The promoters are characterised based on the Baek et al 2007 scheme. Consideration is given to (A) the genes using CpG-rich and CpG-poor promoters and (B) the genes with single and alternative promoters.
(5) There is no difference in the AP usage between SCs and the controls.
The single (CpG-rich SP and CpG-poor SP) and the alternative (CpG-rich AP and CpG-poor AP) promoter types (Fig 3B; Table 8) are considered. The difference in the percentage of genes using APs in the SCs and the negative controls is small (less than 2.0%) and statistically insignificant (Tables 4, 8).
(6) The quiescent adult SCs up-regulate a larger proportion of genes that have APs compared with the controls and the proliferating adult SCs.
The quiescent adult SCs (mean = 35.7%) have a higher proportion of up-regulated genes using the APs compared to the controls (mean = 24.3%), the proliferating adult SCs (mean = 10.4%) and the embryonic SCs (mean = 17.9%) (Fig 3B; Tables 6, 9). These differences are appreciable and statistically significant. Additionally, in the adult SCs, AP usage is reduced by 10.5% compared with the quiescent adult SCs and increased by 14.8% compared with the proliferating adult SCs. Both these differences are statistically significant.
Classifying Promoters of SC Genes using the method outlined in Part 3 (Fig 1)
This second study is based on mouse genes and the property of conservation is not given consideration. The promoter sequences of mouse SC genes were extracted from Ensembl and characterised in terms of CpG-islands and APs using the Bioinformatics analysis outlined in part 3 of methods (Fig 1).
(1) CpG-islands are found in the promoters of active genes in SCs more often than in the controls.
The promoters of genes that are CpG-rich and CpG-poor are considered in the context of SCs and non SCs (Fig 4A; Tables 10, 11). The SCs (mean = 41.3%) have a higher proportion of up-regulated genes using the CpG-rich promoters compared with the negative controls (mean = 34.2%). There is approximately 6% difference between the two means and this difference is statistically significant (Table 10).
The promoters are characterised using the Bioinformatics methods outlined in part 3 (Fig 1). The y-axis reports the percentage of genes using (A) CpG-rich promoters and (B) APs whilst the x-axis reports the data sets analysed (Tables 1, 2).
(2) In terms of CpG-islands in the promoters of genes, the embryonic and the proliferating adult SCs use a higher proportion of genes with these promoter types than the controls whilst the quiescent adult SCs are similar to the controls.

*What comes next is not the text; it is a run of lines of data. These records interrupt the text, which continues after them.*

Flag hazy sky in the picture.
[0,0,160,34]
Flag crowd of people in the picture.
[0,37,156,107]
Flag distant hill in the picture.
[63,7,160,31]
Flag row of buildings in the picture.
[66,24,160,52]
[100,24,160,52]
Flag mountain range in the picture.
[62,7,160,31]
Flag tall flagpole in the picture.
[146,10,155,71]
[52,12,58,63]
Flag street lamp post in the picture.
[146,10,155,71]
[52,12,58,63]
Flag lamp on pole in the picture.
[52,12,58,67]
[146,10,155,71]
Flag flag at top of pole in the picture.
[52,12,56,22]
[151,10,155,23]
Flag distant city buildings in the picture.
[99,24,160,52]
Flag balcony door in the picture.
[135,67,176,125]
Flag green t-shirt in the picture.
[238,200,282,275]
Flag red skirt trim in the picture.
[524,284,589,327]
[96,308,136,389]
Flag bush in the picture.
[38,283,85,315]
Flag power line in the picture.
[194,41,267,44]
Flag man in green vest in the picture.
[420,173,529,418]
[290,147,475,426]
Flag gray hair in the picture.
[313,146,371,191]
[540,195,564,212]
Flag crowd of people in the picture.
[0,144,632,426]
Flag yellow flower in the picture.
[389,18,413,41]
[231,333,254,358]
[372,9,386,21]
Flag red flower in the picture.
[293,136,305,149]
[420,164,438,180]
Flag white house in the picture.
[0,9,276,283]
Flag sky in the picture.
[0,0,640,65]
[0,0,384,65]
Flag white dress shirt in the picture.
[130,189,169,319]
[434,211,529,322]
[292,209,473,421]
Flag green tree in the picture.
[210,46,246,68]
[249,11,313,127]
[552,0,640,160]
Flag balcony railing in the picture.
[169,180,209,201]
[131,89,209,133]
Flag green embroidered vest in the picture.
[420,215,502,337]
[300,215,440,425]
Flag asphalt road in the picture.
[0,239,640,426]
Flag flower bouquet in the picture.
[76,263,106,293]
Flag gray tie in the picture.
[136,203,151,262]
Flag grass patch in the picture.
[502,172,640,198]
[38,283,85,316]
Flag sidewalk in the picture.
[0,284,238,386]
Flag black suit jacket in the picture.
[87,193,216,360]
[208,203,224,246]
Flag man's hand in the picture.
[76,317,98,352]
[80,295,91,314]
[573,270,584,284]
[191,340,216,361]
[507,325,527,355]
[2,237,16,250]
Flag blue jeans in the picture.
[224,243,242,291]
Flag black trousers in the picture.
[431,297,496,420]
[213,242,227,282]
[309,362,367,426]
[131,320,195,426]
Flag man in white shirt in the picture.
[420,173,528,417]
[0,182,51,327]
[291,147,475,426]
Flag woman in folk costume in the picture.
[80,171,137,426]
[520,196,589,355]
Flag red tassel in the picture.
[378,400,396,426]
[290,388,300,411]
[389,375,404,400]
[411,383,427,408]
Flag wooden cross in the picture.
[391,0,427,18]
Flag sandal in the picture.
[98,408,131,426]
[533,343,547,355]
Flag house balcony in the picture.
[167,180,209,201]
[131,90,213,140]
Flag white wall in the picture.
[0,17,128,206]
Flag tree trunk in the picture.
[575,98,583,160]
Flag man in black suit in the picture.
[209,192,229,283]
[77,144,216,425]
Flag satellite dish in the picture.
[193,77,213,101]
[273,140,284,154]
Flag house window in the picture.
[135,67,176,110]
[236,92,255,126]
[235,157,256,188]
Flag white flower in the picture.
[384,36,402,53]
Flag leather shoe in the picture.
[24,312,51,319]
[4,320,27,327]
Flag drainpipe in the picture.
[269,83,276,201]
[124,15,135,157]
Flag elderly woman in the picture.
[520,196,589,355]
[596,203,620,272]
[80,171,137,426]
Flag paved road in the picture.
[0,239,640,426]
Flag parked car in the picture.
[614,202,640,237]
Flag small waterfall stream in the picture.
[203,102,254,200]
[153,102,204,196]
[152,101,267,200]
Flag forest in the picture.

One of the aims of the investigation is to quantify the usage of CpG-rich promoters of up-regulated genes in the embryonic SCs and establish if this property is similar to that of the adult SCs. The proliferating adult SCs (mean = 42.0%), the embryonic SCs (mean = 42.8%), the adult SCs (mean = 41.7%) and the quiescent adult SCs (mean = 37.5%) make higher use of the CpG-rich promoters compared with the negative controls (mean = 34.4%). The first three data sets show statistically significant differences compared with the negative controls (Table 11). However the fourth SC data set - the quiescent adult SC compared with the negative controls exhibits no statistically significant difference. Whilst statistically significant differences are not observed between the different SC types, statistically significant differences are observed with the SCs versus the negative controls for three out of the four SC types.
(3) There is no difference in the AP usage between the SCs and the controls.
Each gene is classed as having either a SP or APs and the differences in usage is described for the SCs and non SCs (Fig 4B; Table 10). The difference in the percentage of genes with APs in the SCs and the negative controls is small (less than 1%) and statistically insignificant (Table 10).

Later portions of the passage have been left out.